Extract words that differ between two sentences
I have a very large dataframe with two columns called sentence1
and sentence2
. I am trying to create a new column with words that differ between two sentences, for example:
sentence1=c("This is sentence one", "This is sentence two", "This is sentence three")

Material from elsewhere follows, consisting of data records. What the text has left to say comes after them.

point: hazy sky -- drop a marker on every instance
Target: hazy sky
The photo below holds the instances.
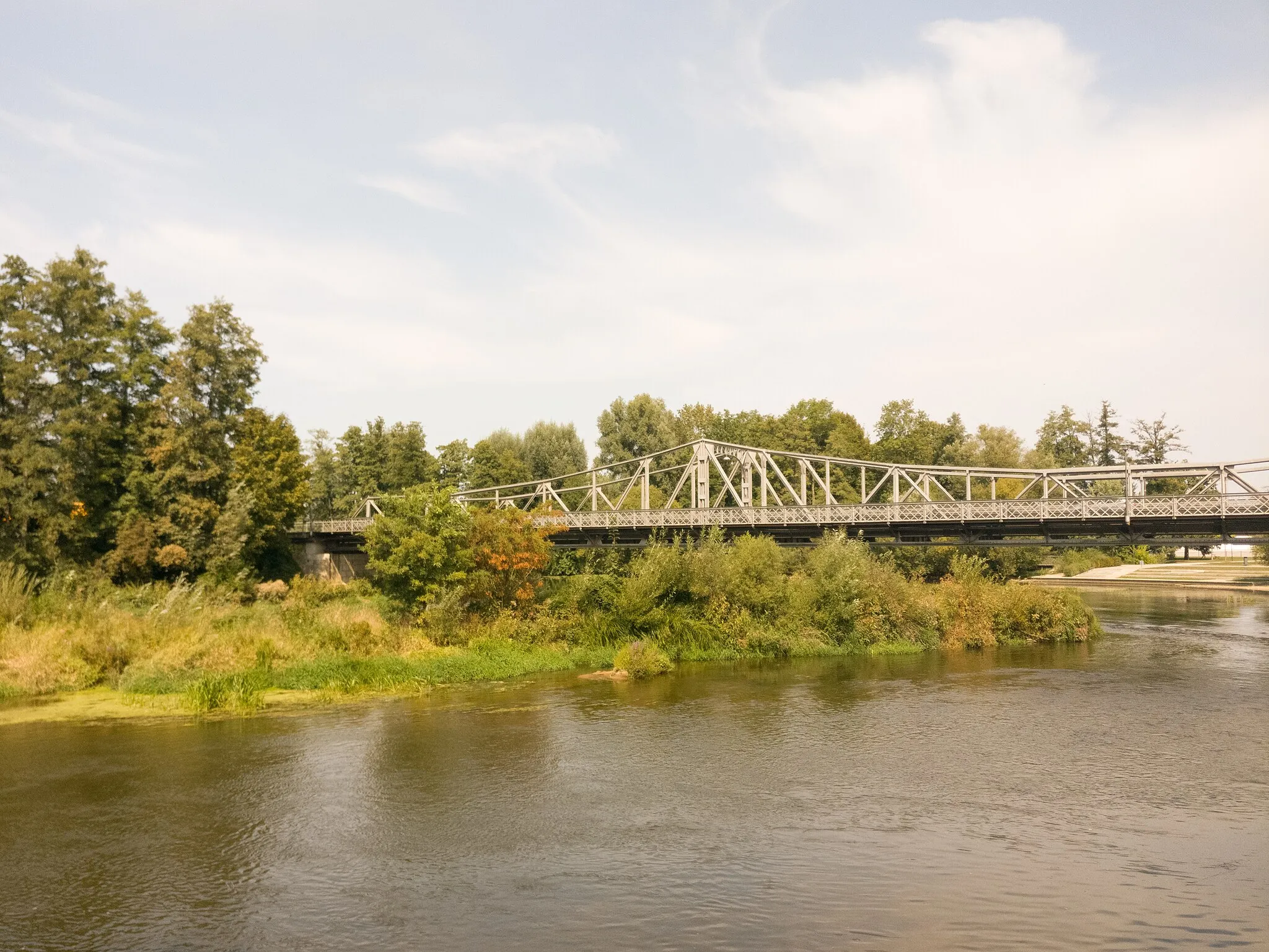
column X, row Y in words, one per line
column 485, row 214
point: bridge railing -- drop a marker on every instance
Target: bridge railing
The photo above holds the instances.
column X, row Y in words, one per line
column 1091, row 509
column 712, row 475
column 1108, row 509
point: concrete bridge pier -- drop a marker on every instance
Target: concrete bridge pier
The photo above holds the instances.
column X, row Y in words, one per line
column 333, row 559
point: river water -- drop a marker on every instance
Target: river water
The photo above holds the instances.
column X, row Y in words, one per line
column 1104, row 796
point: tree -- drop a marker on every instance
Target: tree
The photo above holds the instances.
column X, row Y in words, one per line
column 419, row 546
column 807, row 426
column 381, row 460
column 408, row 461
column 635, row 428
column 848, row 440
column 509, row 554
column 455, row 464
column 1063, row 441
column 190, row 474
column 1105, row 445
column 270, row 465
column 909, row 435
column 498, row 460
column 1155, row 441
column 361, row 462
column 30, row 493
column 323, row 476
column 553, row 450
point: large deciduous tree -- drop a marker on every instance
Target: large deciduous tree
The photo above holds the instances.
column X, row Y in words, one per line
column 553, row 450
column 268, row 462
column 419, row 548
column 633, row 428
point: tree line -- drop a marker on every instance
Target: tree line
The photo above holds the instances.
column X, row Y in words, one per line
column 139, row 450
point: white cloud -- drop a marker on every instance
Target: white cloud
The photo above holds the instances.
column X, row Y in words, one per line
column 87, row 145
column 520, row 147
column 990, row 234
column 428, row 194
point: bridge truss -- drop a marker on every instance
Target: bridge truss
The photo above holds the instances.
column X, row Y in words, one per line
column 797, row 497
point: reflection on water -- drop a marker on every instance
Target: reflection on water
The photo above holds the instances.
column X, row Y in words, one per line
column 1076, row 796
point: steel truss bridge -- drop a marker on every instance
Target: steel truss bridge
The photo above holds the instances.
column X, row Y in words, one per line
column 797, row 497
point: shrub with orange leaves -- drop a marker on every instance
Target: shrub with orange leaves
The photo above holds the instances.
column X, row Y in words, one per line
column 509, row 555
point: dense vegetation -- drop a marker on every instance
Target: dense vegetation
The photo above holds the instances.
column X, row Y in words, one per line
column 705, row 601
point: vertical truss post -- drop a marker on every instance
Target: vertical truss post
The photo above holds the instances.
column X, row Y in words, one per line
column 701, row 497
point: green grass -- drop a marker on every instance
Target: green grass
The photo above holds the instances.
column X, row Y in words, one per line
column 481, row 660
column 243, row 692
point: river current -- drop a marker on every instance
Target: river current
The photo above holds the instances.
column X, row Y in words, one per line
column 1112, row 795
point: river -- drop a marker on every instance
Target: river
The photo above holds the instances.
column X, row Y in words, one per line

sentence2=c("This is the sentence four", "This is the sentence five", "This is the sentence six")
df = as.data.frame(cbind(sentence1,sentence2))
My data frame has the following structure:
ID sentence1 sentence2
1 This is sentence one This is the sentence four
2 This is sentence two This is the sentence five
3 This is sentence three This is the sentence six
And my expected output:
ID sentence1 sentence2 Expected_Result
1 This is ... This is ... one the four
2 This is ... This is ... two the five
3 This is ... This is ... three the six
In R, I tried to split sentences and get items that differ between lists, for example:
df$split_Sentence1<-strsplit(df$sentence1, split=" ")
df$split_Sentence2<-strsplit(df$sentence2, split=" ")
df$Dif<-setdiff(df$split_Sentence1, df$split_Sentence2)
But this approach doesn't work when applied setdiff
...
In Python, I tried to apply NLTK by trying to get tokens first and then extract the difference between the two lists, like this:
from nltk.tokenize import word_tokenize
df['tokensS1'] = df.sentence1.apply(lambda x: word_tokenize(x))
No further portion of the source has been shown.